No Interruptions for PokerStars, Full Tilt Players
However, players at both PokerStars and Full Tilt Poker should expect no interruption or immediate changes in the services offered. The executive management teams at both sites will be retained, “with players continuing to enjoy uninterrupted access to their gaming experience,” the press release said.
“I am incredibly proud of the business Isai and I have built over the last 14 years, creating the world’s biggest poker company and a leader in the iGaming space,” Mark Scheinberg said. “Our achievements and this transaction are an affirmation of the hard work, expertise and dedication of our staff, which I am confident will continue to drive the company’s success. David Baazov has a strong vision for the future of the Rational Group which will lead the company to new heights.”
Deal Could Allow PokerStars Brand Into U.S. Markets
In the press release, Amaya says that they believe the acquisition “will expedite the entry of PokerStars and Full Tilt Poker into regulated markets in which Amaya already holds a footprint, particularly the USA.” That will be seen by many as the primary reason for the purchase: Amaya may now be able to use the powerful PokerStars brand in Nevada, New Jersey and other future regulated American markets, without having the baggage that the Rational Group dealt with because of their activities in the country after passage of the UIGEA regulations. Many states have incorporated “bad actor” clauses in proposed online gambling legislation, with the Rational Group often complaining that they only served to keep PokerStars out of the market.

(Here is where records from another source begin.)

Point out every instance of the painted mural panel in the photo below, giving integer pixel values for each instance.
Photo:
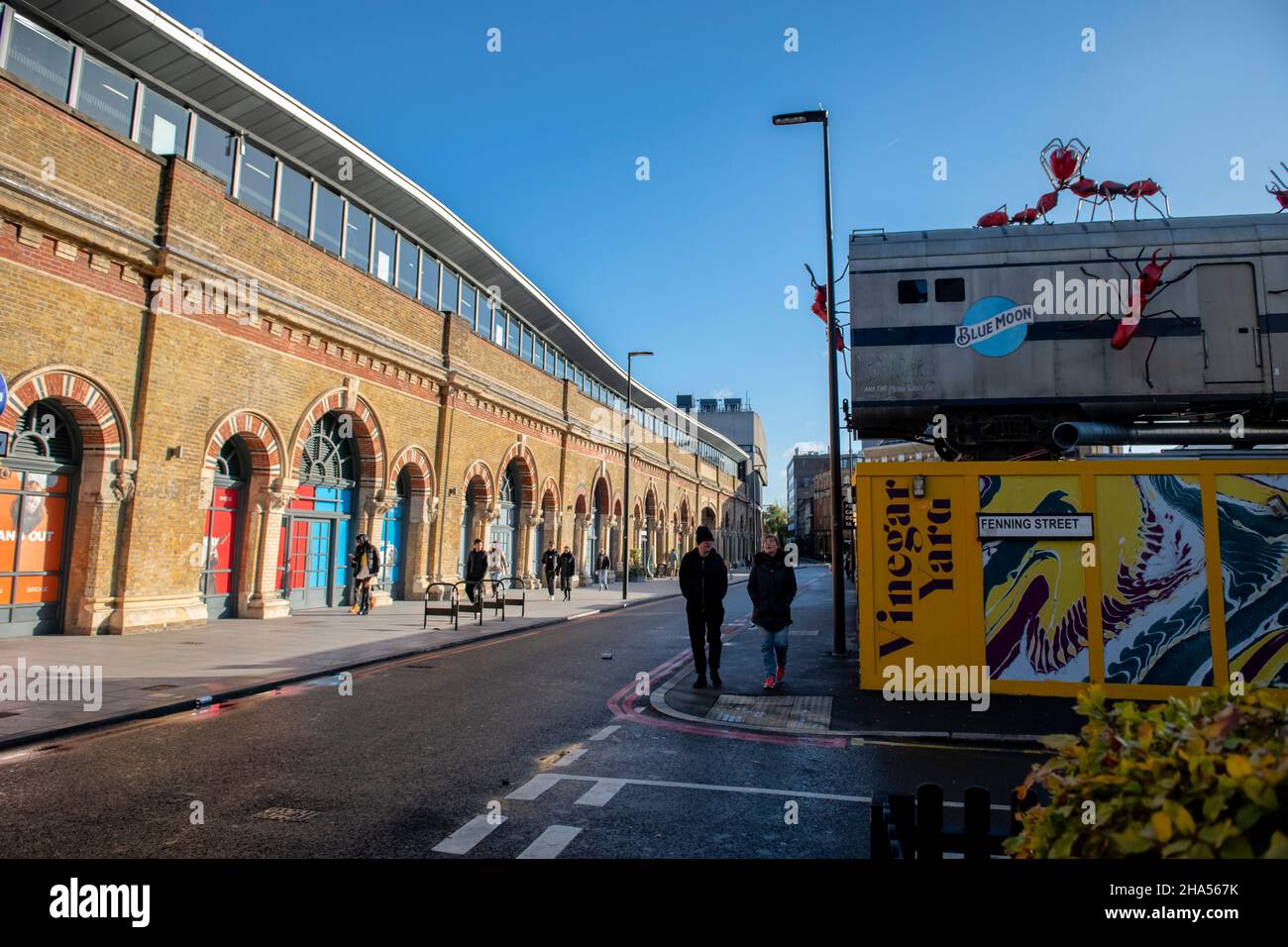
(1154, 598)
(1034, 589)
(1254, 577)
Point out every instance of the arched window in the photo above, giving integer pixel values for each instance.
(37, 500)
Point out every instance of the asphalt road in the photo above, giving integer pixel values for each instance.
(425, 749)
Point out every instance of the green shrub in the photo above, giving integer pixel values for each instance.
(1202, 777)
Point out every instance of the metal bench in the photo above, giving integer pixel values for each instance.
(445, 607)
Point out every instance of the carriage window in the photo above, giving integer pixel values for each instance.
(912, 291)
(951, 290)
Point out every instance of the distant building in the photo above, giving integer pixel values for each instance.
(735, 419)
(805, 474)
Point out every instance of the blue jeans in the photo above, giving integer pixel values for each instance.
(773, 648)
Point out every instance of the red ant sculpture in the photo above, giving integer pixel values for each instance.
(1141, 191)
(1063, 165)
(1279, 189)
(1141, 290)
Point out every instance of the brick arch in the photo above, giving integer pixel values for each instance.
(603, 487)
(368, 432)
(480, 472)
(527, 470)
(420, 471)
(103, 429)
(550, 489)
(257, 432)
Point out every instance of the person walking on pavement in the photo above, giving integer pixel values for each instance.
(497, 567)
(365, 562)
(703, 582)
(549, 564)
(476, 567)
(601, 567)
(772, 586)
(567, 569)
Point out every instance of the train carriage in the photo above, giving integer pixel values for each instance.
(1014, 342)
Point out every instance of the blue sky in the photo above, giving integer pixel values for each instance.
(536, 146)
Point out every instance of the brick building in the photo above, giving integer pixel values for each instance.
(235, 339)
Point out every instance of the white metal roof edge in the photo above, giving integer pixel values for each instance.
(219, 59)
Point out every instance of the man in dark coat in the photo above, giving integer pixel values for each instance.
(703, 581)
(476, 567)
(567, 570)
(549, 565)
(772, 586)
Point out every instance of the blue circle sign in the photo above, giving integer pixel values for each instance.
(995, 326)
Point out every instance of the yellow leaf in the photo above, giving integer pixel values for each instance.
(1162, 825)
(1237, 766)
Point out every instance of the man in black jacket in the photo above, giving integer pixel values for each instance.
(476, 567)
(703, 581)
(772, 586)
(549, 564)
(567, 570)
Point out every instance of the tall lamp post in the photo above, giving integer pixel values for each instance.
(838, 647)
(626, 502)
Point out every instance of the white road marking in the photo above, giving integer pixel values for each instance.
(535, 787)
(601, 792)
(469, 835)
(550, 843)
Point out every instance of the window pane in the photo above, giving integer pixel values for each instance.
(382, 260)
(292, 206)
(256, 188)
(327, 219)
(357, 236)
(408, 264)
(163, 128)
(213, 149)
(952, 290)
(40, 58)
(449, 300)
(106, 95)
(429, 279)
(468, 303)
(912, 291)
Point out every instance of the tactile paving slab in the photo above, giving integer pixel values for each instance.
(786, 711)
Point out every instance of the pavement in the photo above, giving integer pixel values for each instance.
(154, 674)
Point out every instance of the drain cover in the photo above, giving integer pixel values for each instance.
(281, 813)
(809, 712)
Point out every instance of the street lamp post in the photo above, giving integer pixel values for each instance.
(838, 646)
(626, 502)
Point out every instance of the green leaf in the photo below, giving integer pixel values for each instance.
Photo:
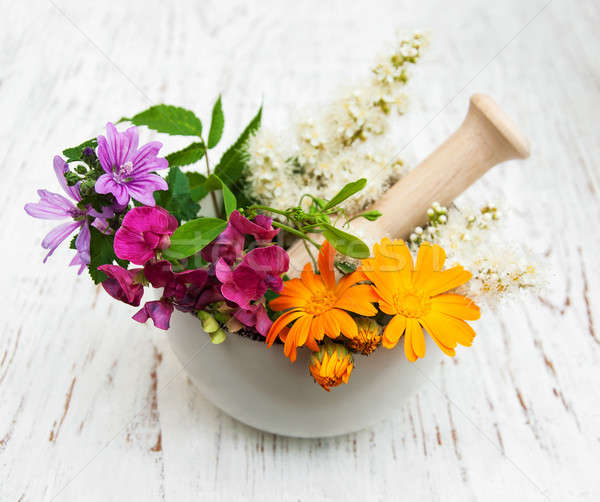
(231, 166)
(76, 152)
(213, 182)
(370, 215)
(217, 123)
(101, 253)
(194, 236)
(218, 336)
(197, 186)
(349, 190)
(190, 154)
(345, 268)
(177, 199)
(170, 120)
(344, 242)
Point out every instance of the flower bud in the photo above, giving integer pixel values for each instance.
(368, 338)
(209, 323)
(331, 365)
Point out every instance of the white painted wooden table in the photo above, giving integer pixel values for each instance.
(95, 407)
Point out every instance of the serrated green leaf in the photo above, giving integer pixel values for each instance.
(217, 123)
(347, 191)
(213, 182)
(177, 199)
(194, 236)
(370, 215)
(75, 152)
(101, 253)
(231, 166)
(190, 154)
(344, 242)
(218, 336)
(345, 268)
(197, 188)
(169, 119)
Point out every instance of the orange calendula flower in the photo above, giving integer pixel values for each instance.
(317, 305)
(331, 366)
(416, 295)
(368, 337)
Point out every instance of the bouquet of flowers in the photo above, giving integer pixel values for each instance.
(132, 229)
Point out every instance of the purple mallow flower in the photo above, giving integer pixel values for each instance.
(129, 169)
(143, 231)
(260, 270)
(230, 244)
(53, 206)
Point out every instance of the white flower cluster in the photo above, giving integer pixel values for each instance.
(474, 239)
(332, 150)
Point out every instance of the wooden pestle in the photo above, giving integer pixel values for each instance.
(485, 138)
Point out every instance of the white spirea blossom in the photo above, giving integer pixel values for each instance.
(336, 147)
(475, 239)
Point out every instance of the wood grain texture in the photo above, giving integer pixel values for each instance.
(94, 407)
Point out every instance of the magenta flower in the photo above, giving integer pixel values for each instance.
(160, 274)
(124, 285)
(143, 231)
(230, 244)
(53, 206)
(159, 311)
(260, 270)
(255, 317)
(128, 170)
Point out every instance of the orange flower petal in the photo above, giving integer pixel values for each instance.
(358, 299)
(317, 328)
(418, 337)
(393, 331)
(296, 337)
(457, 306)
(440, 282)
(330, 325)
(345, 322)
(411, 332)
(325, 262)
(280, 323)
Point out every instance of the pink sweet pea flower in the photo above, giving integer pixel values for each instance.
(129, 170)
(230, 244)
(124, 285)
(159, 311)
(143, 231)
(260, 270)
(160, 274)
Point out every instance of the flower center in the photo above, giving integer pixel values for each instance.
(411, 303)
(124, 172)
(320, 302)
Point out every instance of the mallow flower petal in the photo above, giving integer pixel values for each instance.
(61, 168)
(143, 187)
(57, 235)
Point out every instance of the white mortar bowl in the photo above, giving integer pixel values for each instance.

“Mark Scheinberg pioneered the online poker industry,” said Amaya CEO David Baazov. “Working with the experienced executive team at Rational Group, Amaya will continue that tradition of excellence and accelerate growth into new markets and verticals.”
Share Offerings, Credit and Loans Used to Finance Purchase
Even for Amaya, a $4.9 billion purchase price is a heavy burden. While a small percentage of that sum is being paid in cash, most of the purchase is being financed. A total of $2.9 billion is coming from secured credit facilities and loans underwritten by Deutsche Bank, Barclays Bank and Macquarie Capital. Another billion will be raised through the issuance of convertible preferred shares, while C$500 million ($460.5 million) will be raised by issuing subscription receipts that will later be converted to common shares.
Amaya believes that the significant cash flow that the combined companies will generate should allow them to quickly repay their debt while still allowing the company to grow in the future.